The Walking Dead Season 2: A House Divided
I thought I’d never return to that emotional, bittersweet place the first season of the Walking Dead took me to. I was certain that space in my gamer heart was to remain exclusively reserved for the journey I took as Lee Everett. As Clementine, Telltale has deftly proven their ability to tug on our heart-strings once again with A House Divided.
Nostalgia can be a powerful tool when properly utilized. The first half of this episode is largely spent getting to know your new companions and feeling the marginal weight of whatever choices made in the previous episode. Just as you start to feel the writers building a bridge of story-craft towards the future, the past rushes up to slap us in the face. As the main point of playing the series is the story, I’m keeping these reviews as spoiler-free as possible.
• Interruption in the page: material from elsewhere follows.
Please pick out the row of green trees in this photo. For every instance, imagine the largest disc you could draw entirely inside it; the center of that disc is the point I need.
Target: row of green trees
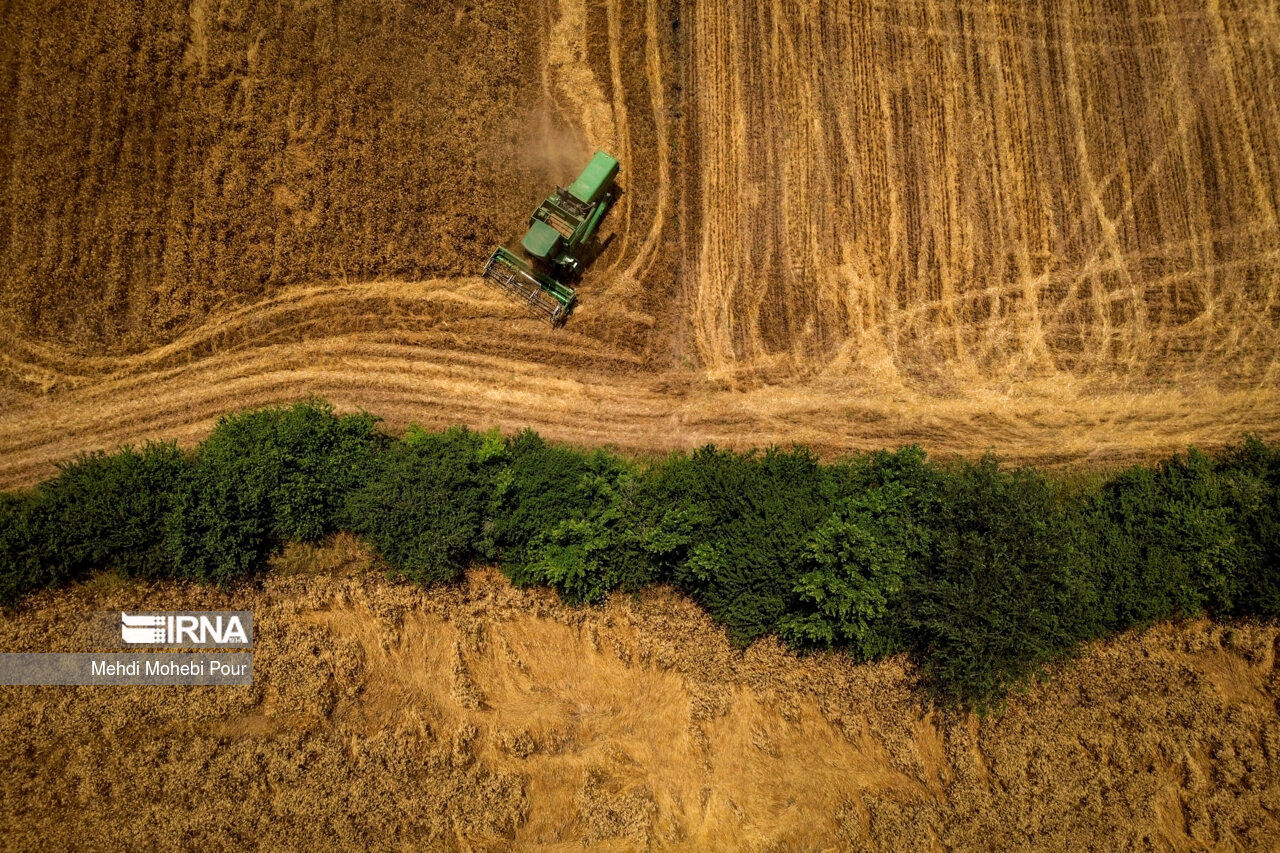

So all I’ll say is someone significant from season one shows up and it really hits home in a way I wasn’t prepared for when they do.
A pattern is emerging where I’m constantly questioning the trustworthiness of my new companions, sizing up their actions and responses in a never-ending tally of who’s back I’m going to have when push comes to shove. This episode definitely pulls off some incredibly tense scenes with a few key moments that stand out as absolutely gut-wrenching. These particular bits are made even more impressive because they utilize social tensions within the group dynamic rather than relying on any sort of impending peril.
Although I loved Clem in the first season, as the new player ‘vessel’ she’s really shaping up to be a phenomenal character. The disconnect between the little girl she should be and the strong, level-headed young woman she has been forced to become is impeccably highlighted in some of the better scenes.
The episode wraps up with what could be considered among Telltale’s best work. A hurricane is used as the backdrop for a revelation that brings an unpredictable tensity to the group and Clem finds herself caught in the middle with some incredibly tough calls to make. It’s an important departure from the first episode, with decisions that appeared to have little to no impact beyond some minor details and dialogue variety. Ultimately, the real litmus test will be if Telltale can carry these player choices through the rest of the season. Fortunately, the next installment has been brilliantly set up by A House Divided and simply I can’t wait to dig into it.